Inwerkingtreding van EU Open Data richtlijn

16 aug 2021

De overheid is steeds meer bezig met proactief informatie delen en ook op EU niveau wordt hier al jaren aan gewerkt. De Open Data richtlijn van 2019 (de richtlijn) over deze overheidsinformatie moest in juli al geïmplementeerd zijn bij de lidstaten. Hoewel dit in Nederland nog niet is gebeurd, is het al wel mogelijk om de te verwachte veranderingen te bekijken. Zo heeft de VNG al de mogelijke impact van de richtlijn op overheden geanalyseerd.

Wat is overheidsinformatie?

Onder overheidsinformatie die gedeeld moet worden valt alle informatie die door openbare lichamen wordt verzameld, gemaakt en gebruikt voor het uitvoeren van hun publieke taak. Gevoelige informatie, informatie waar rechten van derden of wettelijke beperkingen op rusten, hoeft niet gedeeld te worden. De specifieke definitie is te vinden in artikel 1 van de richtlijn.

Wat verandert er?

  1. Data die bij onderzoek door of voor overheden wordt gebruikt of verzameld, moet beschikbaar worden gesteld aan de overheidsorganisatie. De overheidsorganisatie kan daarna deze gegevens op verzoek beschikbaar stellen voor hergebruik.
  2. Als er informatie wordt gedeeld, moet dit gebeuren op een wijze die zo veel mogelijk voldoet aan open standaarden.

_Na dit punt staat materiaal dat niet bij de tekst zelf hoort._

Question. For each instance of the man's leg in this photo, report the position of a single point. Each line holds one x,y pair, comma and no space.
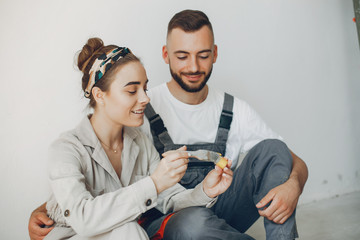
200,223
267,165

De gebruikte formaten van de documenten moet ook machine leesbaar zijn. Hier mag van worden afgeweken als dit een onevenredige inspanning zou vereisen.
  3. Gegevens die vaak veranderen, zoals sensormetingen, moeten direct beschikbaar worden gesteld via een Application Programming Interface (API) en daarna ook in grotere bulkbestanden. Hier mag alleen van afgeweken worden als de uitvoering een financiële of technische onevenredige inspanning zou vereisen.
  4. Vroeger mochten overheden nog kosten in rekening brengen voor het hergebruik, maar in de richtlijn is dat niet meer toegestaan. Alleen de kosten van het vermenigvuldigen, verstrekken en verspreiden mogen in rekening gebracht worden. Ook maatregelen zoals het anonimiseren van gegevens zijn kosten die teruggevorderd kunnen worden bij een opvragende partij. Deze regels gelden echter niet voor overheidsorganisaties die verplicht zelf een deel van hun inkomsten moeten genereren, zoals musea, bibliotheken en archieven.
  5. Het is toegestaan voor overheden om bepaalde data alleen aan een partij te leveren, mits deze afspraken transparant zijn, het in ieder geval bekend is welke informatie er wordt gedeeld en wat de kosten zijn. Daarnaast heeft iedere overeenkomst een maximale duur van 3 jaar.
  6. Er komt een lijst van hoogwaardige datasets: de Europese High Value Datasets List (HVDL). Deze datasets moeten door overheden kosteloos, in een machine leesbaar formaat en met API’s en bulkdownloads beschikbaar worden gesteld. De lijst specifieke lijst zal later door de Europese Commissie vast worden gesteld, maar er is al wel een lijst met thematische categorieën die waarschijnlijk meegenomen gaan worden:
    a. Geospatiale data;
    b. Aardobservatie en milieu;
    c. Meteorologische data;
    d. Statistiek;
    e. Bedrijven en eigendom van bedrijven;
    f. Mobiliteit.

Wat betekent dit voor openbare lichamen?

Na de implementatie van deze richtlijn zullen openbare lichamen meer informatie moeten gaan voorbereiden om te kunnen delen. Dit zal leiden tot een toename in kosten. De VNG geeft in haar impactanalyse aan dat de mate van impact afhangt van de manier waarop de richtlijn wordt geïmplementeerd. Het opzetten en onderhouden van API’s voor alle dynamische data zal voor lang niet alle organisaties vanzelfsprekend zijn.

Wat kunnen organisaties en burgers hiermee?

De overheid zal meer informatie gaan delen waarmee organisaties en burgers aan de slag kunnen. Bedrijven kunnen de informatie gebruiken in hun producten terwijl journalisten en onderzoeksgroepen meer kunnen leren over Nederland. Ook burgers kunnen meer leren over de nationale en lokale overheden, zeker als de HVDL eenmaal bekend is.